9.10.18

FAREWELL, AMTRAK.

Longtime transportation writer and Passenger Rail advocate F. K. "Fritz" Plous explains.
Unlike the federal government’s other three transportation responsibilities—highways, civil aviation and waterways—Amtrak is not positioned alongside the Federal Highway Administration, Federal Aviation Administration and United States Maritime Administration on the USDOT org chart. It is not equal to those three agencies in status, budget, access to the Secretary or influence on national transportation policy. Most important,  FHWA, FAA and MARAD have missions, among them, building infrastructure. Instead, Amtrak is a federally owned corporation with no explicit mission except that of making a profit, at which it inevitably fails because it must compete against these two stronger agencies that earn no profits (and aren’t required to) and thrive on huge government subsidies that dwarf that of Amtrak.

With no goals, no growth strategy and no meaningful success/fail criteria, Amtrak’s management is left to freestyle. Any set of interests powerful enough to get its paws on Amtrak can play with it—and they do. The reason why Amtrak is subject to so many influences is simple: The U.S. has no passenger train policy. Absent a policy and a bureaucracy to administer it, passenger trains have no theme, no role in the nation’s pursuit of a larger objective, such as mass mobility in the service of economic growth.
In part' that's because the Wise Experts expected Amtrak to go away after a few years, with the government being able to say "We tried, but we couldn't do it." (That might be the rationale behind Ronald Reagan bringing the conductor's change-counting machine to a budget meeting back in the day.)
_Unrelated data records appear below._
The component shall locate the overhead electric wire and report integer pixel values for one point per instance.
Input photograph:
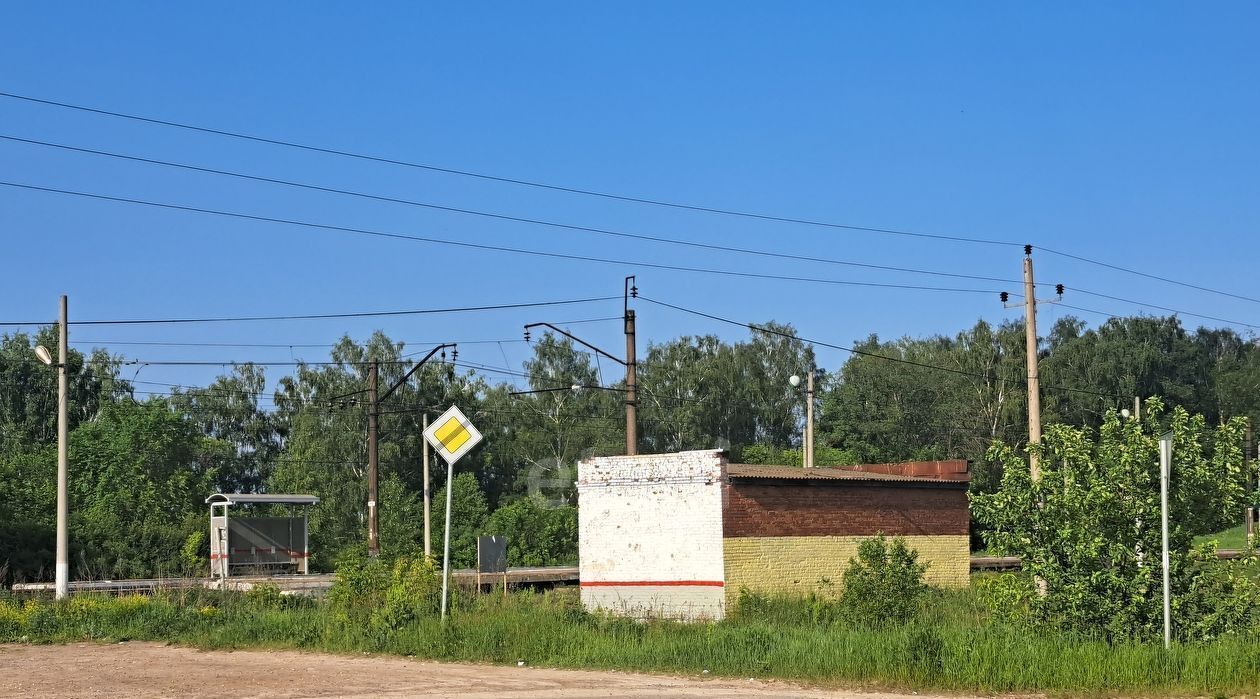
(488, 247)
(512, 218)
(1148, 275)
(601, 194)
(857, 352)
(1100, 295)
(269, 345)
(508, 180)
(325, 316)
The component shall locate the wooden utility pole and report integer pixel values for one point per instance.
(425, 459)
(631, 374)
(1031, 348)
(373, 537)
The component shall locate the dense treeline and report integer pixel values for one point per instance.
(141, 466)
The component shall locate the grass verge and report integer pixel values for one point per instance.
(959, 650)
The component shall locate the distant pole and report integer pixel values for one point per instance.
(373, 535)
(63, 528)
(425, 457)
(1031, 348)
(1166, 460)
(809, 420)
(631, 374)
(1253, 488)
(446, 538)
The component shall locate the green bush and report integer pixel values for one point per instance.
(265, 596)
(882, 585)
(415, 591)
(1224, 597)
Much like other temporary arrangements, though, sometimes reality catches on.
As Rush Loving makes clear in his magesterial [c.q.] The Men Who Loved Trains, President Nixon agreed to sign the 1970s Railpax legislation that created Amtrak only because the congressional aides who drafted it persuaded him that Amtrak would last only about five years. Passenger train ridership had been slumping since the end of World War II, and as the nation transitioned to Interstate highways and jet travel, the slump turned into a plunge that all the experts deemed irreversible. No business had ever survived what amounted to a mass repudiation by its customers, and there was no reason to suspect that a battlefield tourniquet like Amtrak could staunch the hemorrhage. Because Amtrak was expected to go out of business, there was no attempt to reform it, update it or find a permanent place for passenger rail in the nation’s larger transportation policy.

But a funny thing happened on Amtrak’s way to extinction: success. People confounded the experts by starting to ride the trains again. Congress, the Administration and the railroad industry couldn’t believe it, and most of them still don’t.
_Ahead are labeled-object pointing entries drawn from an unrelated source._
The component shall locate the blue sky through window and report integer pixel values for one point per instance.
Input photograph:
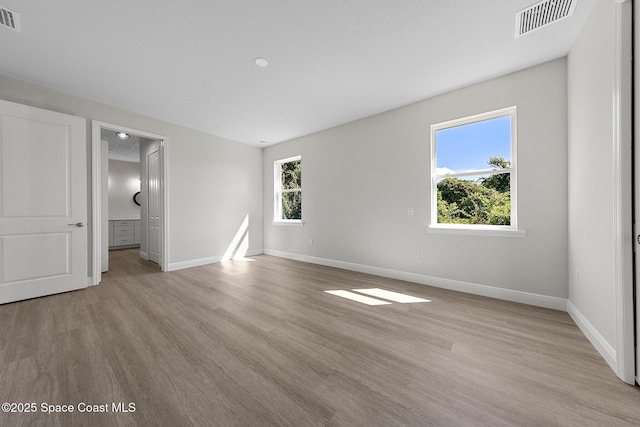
(469, 147)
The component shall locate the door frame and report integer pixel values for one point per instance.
(623, 191)
(96, 196)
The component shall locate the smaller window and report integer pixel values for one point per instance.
(288, 190)
(473, 171)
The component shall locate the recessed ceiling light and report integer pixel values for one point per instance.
(261, 62)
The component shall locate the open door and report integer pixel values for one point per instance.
(43, 202)
(153, 210)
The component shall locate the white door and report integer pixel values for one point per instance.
(43, 202)
(153, 210)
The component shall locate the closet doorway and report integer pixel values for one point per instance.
(129, 198)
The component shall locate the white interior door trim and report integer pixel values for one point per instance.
(96, 192)
(623, 190)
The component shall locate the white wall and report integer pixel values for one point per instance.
(591, 175)
(359, 178)
(124, 182)
(213, 182)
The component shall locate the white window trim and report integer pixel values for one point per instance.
(480, 229)
(277, 186)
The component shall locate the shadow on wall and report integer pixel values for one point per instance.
(240, 244)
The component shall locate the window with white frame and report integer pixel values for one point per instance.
(288, 190)
(473, 172)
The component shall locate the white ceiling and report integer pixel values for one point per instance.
(191, 62)
(126, 150)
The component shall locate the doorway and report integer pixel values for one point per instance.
(121, 220)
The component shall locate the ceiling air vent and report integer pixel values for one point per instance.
(542, 14)
(9, 19)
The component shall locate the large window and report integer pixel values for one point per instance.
(473, 164)
(288, 190)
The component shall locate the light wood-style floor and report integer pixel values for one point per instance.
(257, 343)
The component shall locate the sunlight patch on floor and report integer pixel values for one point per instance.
(382, 294)
(357, 297)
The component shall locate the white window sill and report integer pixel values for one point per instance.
(473, 231)
(292, 223)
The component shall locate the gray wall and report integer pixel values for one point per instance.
(359, 178)
(591, 175)
(213, 182)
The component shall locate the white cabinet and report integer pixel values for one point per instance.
(124, 232)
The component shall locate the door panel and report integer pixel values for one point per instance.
(153, 171)
(43, 202)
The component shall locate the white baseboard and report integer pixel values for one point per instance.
(603, 347)
(455, 285)
(173, 266)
Loving provides a hilarious account of how Washington’s decision-makers and the Class I railroads who were depending on them stood blinking and squinting like moles dragged out into the sunlight when predictions of the passenger train’s death proved exaggerated, and Americans started riding the trains again—and demanding more trains. Amtrak didn’t know what to do.
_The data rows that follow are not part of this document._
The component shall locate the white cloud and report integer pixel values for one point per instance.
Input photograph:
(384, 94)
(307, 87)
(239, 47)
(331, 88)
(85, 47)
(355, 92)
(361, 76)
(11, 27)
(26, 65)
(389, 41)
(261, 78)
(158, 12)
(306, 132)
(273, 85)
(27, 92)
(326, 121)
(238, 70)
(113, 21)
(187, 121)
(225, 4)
And it still doesn’t, because the decision to run more passenger trains over more routes to more destinations is not a commercial one that can be made by a corporation—even a federally owned corporation. It’s a high-level policy decision that can be resolved only by the establishment of a new National Transportation Policy that positions passenger train development at the same level of importance as highways and civil aviation and creates a new passenger rail policy and development organ occupying the same line on the USDOT org chart as the FHWA and the FAA.
It's clear, Mr Plous concludes, that business as usual isn't working.
Today, the U.S. faces a third transportation emergency characterized not by sudden breakdowns as in 1916 or the appalling epidemic of fatal airline crashes between 1952 and 1961, but by a long twilight mobility blight in which American travelers lose millions of hours per year stranded on backed-up highways trying to reach congested airports, where they will lose another hour in a bovine shuffle through a tedious security ritual that has turned the speed and convenience of air travel into a national joke.
Airways and roadways are congested in part because Our Political Masters will not take on the challenges of applying congestion pricing (although the punditry is beginning to catch on: there will be good news on that score coming up in a few days) and because nobody wants to admit that there are too many roads, bridges, and airports.

The freight railroads, on the other hand, are (understandably) reluctant to allow government passenger trains onto their tracks, but perhaps what Mr Plous is doing is reinforcing an argument Trains columnist Malcolm Kenton recently made.